3D numerical and experimental investigation of hypervelocity impacts on dual bumper plate Whipple shields for spacecraft protection

Dual Bumper Whipple shields have been employed for spacecraft protection for many decades, with extensive experimental and numerical studies dedicated to characterizing their impact resistance. Over the years, advancements have introduced novel design modifications, including fluid-filled containments, foam-filled cores, and shear-thickening fluids in the inter-bumper spaces, enhancing their protective capabilities. While hypervelocity impact (HVI) experiments provide valuable insights, they remain expensive, time-intensive, and demand sophisticated equipment and expertise. To address these challenges, numerical simulations have been widely utilized; however, most studies have predominantly relied on 2D simulations, often assuming axi-symmetric plate behavior. In this work, a fully 3D numerical simulation model was developed using ANSYS® Explicit Dynamics to address these limitations, providing a more detailed understanding of debris behavior and shield performance under hypervelocity impact conditions. The model was further refined to closely replicate the experimental response of bumper plates subjected to HVI. HVI experiments were conducted using 2 mm diameter stainless steel spherical projectiles impacting dual bumper plate Whipple shields, consisting of 1 mm thick AA6061-T6 plates with a 10 mm inter-bumper spacing.

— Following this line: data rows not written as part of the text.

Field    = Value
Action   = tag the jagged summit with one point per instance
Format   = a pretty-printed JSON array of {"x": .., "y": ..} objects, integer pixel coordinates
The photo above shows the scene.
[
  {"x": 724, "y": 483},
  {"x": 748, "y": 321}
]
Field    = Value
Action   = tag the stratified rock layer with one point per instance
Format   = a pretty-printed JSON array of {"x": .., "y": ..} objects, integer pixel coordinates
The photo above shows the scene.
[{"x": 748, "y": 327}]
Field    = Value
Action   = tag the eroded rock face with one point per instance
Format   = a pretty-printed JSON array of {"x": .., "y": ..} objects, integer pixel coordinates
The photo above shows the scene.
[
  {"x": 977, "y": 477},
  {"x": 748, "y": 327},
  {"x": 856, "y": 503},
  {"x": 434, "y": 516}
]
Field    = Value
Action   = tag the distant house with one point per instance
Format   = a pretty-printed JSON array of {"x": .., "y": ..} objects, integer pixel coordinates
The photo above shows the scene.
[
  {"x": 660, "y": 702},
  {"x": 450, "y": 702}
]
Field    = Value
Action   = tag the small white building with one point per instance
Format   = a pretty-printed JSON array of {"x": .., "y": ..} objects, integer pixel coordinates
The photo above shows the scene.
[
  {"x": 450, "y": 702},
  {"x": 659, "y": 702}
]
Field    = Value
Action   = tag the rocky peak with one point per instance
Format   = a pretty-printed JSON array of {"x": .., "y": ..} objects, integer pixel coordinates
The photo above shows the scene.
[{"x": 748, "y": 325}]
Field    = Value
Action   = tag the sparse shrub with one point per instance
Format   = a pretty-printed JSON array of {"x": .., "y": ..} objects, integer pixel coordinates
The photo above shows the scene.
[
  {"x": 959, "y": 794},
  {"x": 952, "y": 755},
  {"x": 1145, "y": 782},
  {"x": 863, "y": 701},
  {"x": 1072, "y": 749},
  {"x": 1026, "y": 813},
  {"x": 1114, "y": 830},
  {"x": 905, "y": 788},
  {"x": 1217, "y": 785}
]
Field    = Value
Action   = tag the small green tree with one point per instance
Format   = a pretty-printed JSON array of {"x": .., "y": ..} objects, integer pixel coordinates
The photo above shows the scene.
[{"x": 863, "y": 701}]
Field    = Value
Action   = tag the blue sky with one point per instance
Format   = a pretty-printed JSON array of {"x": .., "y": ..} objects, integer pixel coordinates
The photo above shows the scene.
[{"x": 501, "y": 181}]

Both experimental and numerical approaches were employed to analyze perforation characteristics, ejecta formation, debris growth and propagation, and overall damage patterns. Additionally, the numerical model offered deeper insights into energy variation, stress distribution, plastic strain, and deformation. The axial velocity measurements of the debris cloud demonstrated good agreement between experimental and numerical results, further validating the accuracy of the 3D simulation model.